Our newly published research found backyard hens’ eggs contain, on average, more than 40 times the lead levels of commercially produced eggs. Almost one in two hens in our Sydney study had significant lead levels in their blood. Similarly, about half the eggs analyzed contained lead at levels that may pose a health concern for consumers.
Even low levels of lead exposure are considered harmful to human health, including among other effects cardiovascular disease and decreased IQ and kidney function. Indeed, the World Health Organization has stated there is no safe level of lead exposure.
So how do you know whether this is a likely problem in the eggs you’re getting from backyard hens? It depends on lead levels in your soil, which vary across our cities. We mapped the areas of high and low risk for hens and their eggs in our biggest cities—Sydney, Melbourne and Brisbane—and present these maps here.
Our research details lead poisoning of backyard chickens and explains what this means for urban gardening and food production. In older homes close to city centers, contaminated soils can greatly increase people’s exposure to lead through eating eggs from backyard hens.
What did the study find?
Most lead gets into the hens as they scratch in the dirt and peck food from the ground.

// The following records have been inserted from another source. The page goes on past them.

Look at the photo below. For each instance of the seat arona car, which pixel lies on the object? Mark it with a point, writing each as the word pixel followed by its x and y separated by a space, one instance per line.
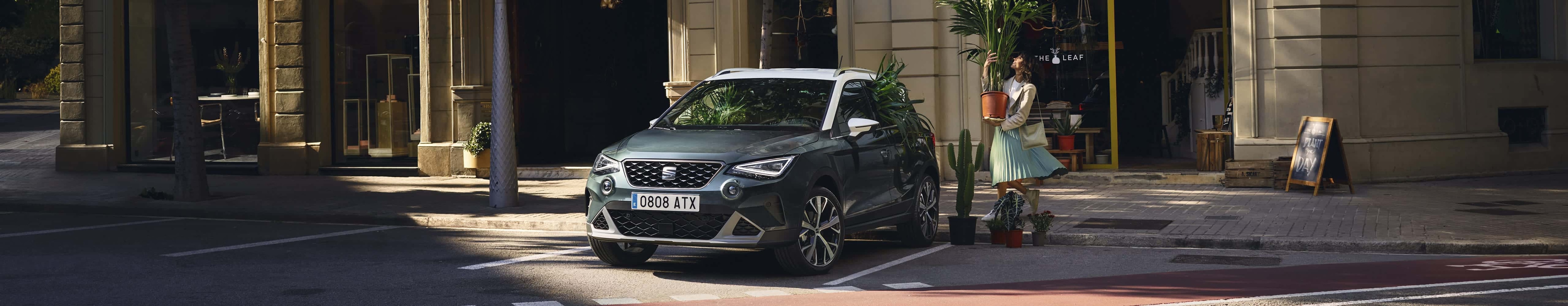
pixel 783 159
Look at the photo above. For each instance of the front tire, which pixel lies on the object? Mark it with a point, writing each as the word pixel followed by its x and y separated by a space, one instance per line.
pixel 821 239
pixel 622 253
pixel 921 231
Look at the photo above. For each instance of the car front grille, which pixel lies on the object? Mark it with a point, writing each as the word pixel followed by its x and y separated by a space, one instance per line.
pixel 687 175
pixel 669 225
pixel 745 228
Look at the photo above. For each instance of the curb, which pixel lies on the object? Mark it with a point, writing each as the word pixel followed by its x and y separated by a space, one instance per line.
pixel 1076 239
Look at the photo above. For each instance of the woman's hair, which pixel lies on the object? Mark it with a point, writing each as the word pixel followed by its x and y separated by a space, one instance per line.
pixel 1029 65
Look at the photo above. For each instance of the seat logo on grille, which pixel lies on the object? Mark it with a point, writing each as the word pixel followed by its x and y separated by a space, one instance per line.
pixel 667 173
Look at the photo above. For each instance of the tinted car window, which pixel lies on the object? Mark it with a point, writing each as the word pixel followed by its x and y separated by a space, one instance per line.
pixel 752 104
pixel 857 103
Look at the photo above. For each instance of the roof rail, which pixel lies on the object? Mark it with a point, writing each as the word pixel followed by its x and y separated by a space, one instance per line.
pixel 857 70
pixel 734 70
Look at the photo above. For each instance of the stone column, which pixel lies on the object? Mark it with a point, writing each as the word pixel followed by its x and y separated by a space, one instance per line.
pixel 88 93
pixel 292 95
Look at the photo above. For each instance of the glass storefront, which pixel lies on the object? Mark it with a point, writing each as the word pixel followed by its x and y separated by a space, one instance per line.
pixel 375 79
pixel 223 41
pixel 1073 73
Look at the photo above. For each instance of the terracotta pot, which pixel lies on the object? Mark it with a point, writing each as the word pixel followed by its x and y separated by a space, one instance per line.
pixel 962 230
pixel 993 104
pixel 476 162
pixel 1065 142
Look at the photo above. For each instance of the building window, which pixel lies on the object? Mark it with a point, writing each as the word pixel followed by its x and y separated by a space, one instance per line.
pixel 1514 29
pixel 1526 126
pixel 223 34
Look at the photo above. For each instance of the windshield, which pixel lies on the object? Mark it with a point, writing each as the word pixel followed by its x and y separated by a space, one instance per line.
pixel 792 104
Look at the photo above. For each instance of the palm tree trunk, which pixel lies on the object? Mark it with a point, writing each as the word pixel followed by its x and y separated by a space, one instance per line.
pixel 504 129
pixel 190 169
pixel 764 62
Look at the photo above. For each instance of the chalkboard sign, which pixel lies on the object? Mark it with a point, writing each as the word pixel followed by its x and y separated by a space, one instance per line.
pixel 1319 156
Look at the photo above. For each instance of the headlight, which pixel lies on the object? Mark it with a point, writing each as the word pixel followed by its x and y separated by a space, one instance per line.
pixel 606 165
pixel 771 169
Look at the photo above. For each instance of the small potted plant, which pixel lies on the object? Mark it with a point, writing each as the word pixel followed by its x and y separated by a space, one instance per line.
pixel 1065 131
pixel 962 228
pixel 1042 225
pixel 476 154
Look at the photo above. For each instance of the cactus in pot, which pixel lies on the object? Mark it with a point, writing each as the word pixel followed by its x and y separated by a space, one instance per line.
pixel 965 164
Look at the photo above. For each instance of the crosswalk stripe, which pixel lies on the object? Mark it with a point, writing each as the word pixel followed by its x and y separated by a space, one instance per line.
pixel 538 303
pixel 767 293
pixel 281 241
pixel 617 302
pixel 840 289
pixel 48 231
pixel 527 258
pixel 694 297
pixel 907 285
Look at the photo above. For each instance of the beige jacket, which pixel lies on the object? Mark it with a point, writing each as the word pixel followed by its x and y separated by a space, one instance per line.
pixel 1020 107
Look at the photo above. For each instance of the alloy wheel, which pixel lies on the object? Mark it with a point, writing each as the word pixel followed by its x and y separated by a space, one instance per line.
pixel 824 233
pixel 927 201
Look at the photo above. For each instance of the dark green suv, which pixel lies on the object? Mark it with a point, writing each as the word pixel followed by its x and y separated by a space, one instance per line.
pixel 781 159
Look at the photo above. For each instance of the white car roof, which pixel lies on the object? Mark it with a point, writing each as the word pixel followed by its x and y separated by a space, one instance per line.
pixel 783 73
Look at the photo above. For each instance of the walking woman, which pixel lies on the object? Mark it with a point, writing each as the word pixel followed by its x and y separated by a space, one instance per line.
pixel 1010 162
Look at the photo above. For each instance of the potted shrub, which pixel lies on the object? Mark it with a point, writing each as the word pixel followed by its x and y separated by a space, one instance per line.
pixel 476 154
pixel 1065 131
pixel 998 24
pixel 1042 225
pixel 962 228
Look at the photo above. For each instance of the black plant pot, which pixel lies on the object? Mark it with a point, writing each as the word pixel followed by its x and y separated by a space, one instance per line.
pixel 962 230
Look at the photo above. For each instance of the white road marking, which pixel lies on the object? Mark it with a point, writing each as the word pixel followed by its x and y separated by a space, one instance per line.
pixel 1354 291
pixel 840 289
pixel 907 285
pixel 888 266
pixel 694 297
pixel 538 303
pixel 617 302
pixel 48 231
pixel 767 293
pixel 527 258
pixel 281 241
pixel 1445 296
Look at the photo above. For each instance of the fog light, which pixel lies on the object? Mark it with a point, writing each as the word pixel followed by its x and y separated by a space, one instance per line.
pixel 607 186
pixel 731 189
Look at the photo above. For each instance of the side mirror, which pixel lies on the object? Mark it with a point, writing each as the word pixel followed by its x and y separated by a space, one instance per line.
pixel 860 126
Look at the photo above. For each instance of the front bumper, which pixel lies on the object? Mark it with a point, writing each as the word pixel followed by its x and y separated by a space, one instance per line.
pixel 758 209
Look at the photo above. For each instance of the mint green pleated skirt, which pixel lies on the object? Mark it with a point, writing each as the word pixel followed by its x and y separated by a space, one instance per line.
pixel 1012 162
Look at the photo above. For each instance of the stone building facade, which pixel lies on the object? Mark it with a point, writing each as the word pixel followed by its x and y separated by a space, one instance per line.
pixel 1401 76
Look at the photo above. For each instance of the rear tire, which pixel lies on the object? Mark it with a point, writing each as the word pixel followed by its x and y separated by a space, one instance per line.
pixel 821 239
pixel 622 253
pixel 921 231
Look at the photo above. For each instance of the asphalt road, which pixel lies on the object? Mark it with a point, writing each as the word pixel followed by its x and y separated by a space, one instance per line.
pixel 101 260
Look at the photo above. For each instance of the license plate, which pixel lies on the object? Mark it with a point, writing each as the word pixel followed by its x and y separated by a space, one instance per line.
pixel 662 201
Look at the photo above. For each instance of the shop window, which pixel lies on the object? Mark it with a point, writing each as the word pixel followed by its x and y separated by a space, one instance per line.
pixel 1514 29
pixel 1526 126
pixel 223 34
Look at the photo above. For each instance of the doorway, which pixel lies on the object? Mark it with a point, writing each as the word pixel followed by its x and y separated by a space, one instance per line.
pixel 585 76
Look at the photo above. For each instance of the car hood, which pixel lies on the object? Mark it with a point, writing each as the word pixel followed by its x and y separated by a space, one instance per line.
pixel 760 143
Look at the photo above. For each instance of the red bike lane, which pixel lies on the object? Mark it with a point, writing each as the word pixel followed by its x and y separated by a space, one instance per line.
pixel 1188 286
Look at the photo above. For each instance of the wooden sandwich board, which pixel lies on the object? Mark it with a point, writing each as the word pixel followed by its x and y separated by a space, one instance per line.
pixel 1319 156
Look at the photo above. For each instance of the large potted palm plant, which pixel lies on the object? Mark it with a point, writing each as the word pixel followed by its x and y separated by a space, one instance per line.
pixel 998 24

We assessed trace metal contamination in backyard chickens and their eggs from garden soils across 55 Sydney homes. We also explored other possible sources of contamination such as animal drinking water and chicken feed.
Our data confirmed what we had anticipated from our analysis of more than 25,000 garden samples from Australia gardens collected via the VegeSafe program. Lead is the contaminant of most concern.
The amount of lead in the soil was significantly associated with lead concentrations in chicken blood and eggs. We found potential contamination from drinking water and commercial feed supplies in some samples, but it is not a significant source of exposure.